Quella con Ceva non fu l’unica diatriba cui Schiavo prese parte: entrò infatti in polemica con Giovanni Antonio Verdani, che scrisse contro di lui alcuni sonetti denigratori (Nozze Giusti-Cittadella, Padova 1863); con Iacopo Facciolati, di cui aveva satireggiato un sonetto (Venezia, Biblioteca nazionale Marciana, Codici Italiani, IX.455/7), e che per ripicca lo fece incarcerare, secondo la notizia data da Giuseppe Baretti (Lettere ad un suo amico di Milano, Venezia 1747, p. 50) e confermata indirettamente nell’epistolario di Egidio Forcellini (Lettere al fratello Marco, Padova 1876, pp. 84 s.); con il sacerdote Domenico Ropelli (Venezia, Biblioteca del Museo Correr, Correr, 972/20); infine con il conterraneo Paolo Vagenti, autore di Dialogo intorno alla Gerusalemme liberata (Venezia 1737), che Schiavo aveva attaccato con l’anagramma di Agibio Chivaso in un manoscritto Capitolo scherzevole con un dialogo di Buffalmacco e di Mastro Simone.
Trascorse i suoi ultimi anni a Venezia, dove entrò in contatto con gli Accademici Granelleschi, ed ebbe ancora una controversia con Baretti, di cui aveva criticato un sonetto di occasione, rispondendo sarcasticamente per le rime. Baretti fece allora pubblicare tre Lettere ad un suo amico di Milano, dipingendo l’avversario come un ultraclassicista sciocco e pedante.
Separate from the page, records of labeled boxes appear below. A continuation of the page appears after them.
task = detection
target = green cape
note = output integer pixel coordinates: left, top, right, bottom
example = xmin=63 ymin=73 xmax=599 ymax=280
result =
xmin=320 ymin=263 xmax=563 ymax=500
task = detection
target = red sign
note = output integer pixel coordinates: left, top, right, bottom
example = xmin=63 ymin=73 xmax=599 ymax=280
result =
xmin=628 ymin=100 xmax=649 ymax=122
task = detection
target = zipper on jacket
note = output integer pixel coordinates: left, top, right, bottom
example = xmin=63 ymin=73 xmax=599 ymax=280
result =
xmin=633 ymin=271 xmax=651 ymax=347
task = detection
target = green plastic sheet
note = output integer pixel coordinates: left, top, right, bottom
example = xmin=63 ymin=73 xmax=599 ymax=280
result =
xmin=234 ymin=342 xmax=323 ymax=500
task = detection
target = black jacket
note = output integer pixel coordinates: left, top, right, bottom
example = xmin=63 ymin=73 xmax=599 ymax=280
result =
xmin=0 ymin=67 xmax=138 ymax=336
Morì a Venezia il 24 maggio 1750.
Fonti e Bibl.: F.S. Quadrio, Della storia e della ragione di ogni poesia, II, 2, Milano 1742, pp. 68 s.; N.G. Scarabello, Sopra B. S.: lettera d’un estense al direttore, in Giornale sulle scienze e lettere delle Provincie venete, 1824, vol. 8, pp. 185-192; G. Vedova, Biografia degli scrittori padovani, II, Padova 1836, pp. 265-269; L. Piccioni, Beghe accademiche, in Raccolta di studi critici dedicata ad A. D’Ancona..., Firenze 1901, pp. 499-513; B. Croce, Un devoto del Petrarca nel Settecento: B. S. e i suoi concetti di estetica e di critica, in La Critica, XLII (1944), pp. 80-90; E. Sala di Felice, Petrarca in Arcadia, Palermo 1959, pp. 65-81; C. Viola, Tradizioni letterarie a confronto, Verona 2001; Id., Canoni d’Arcadia, Pisa 2009, pp. 155-170.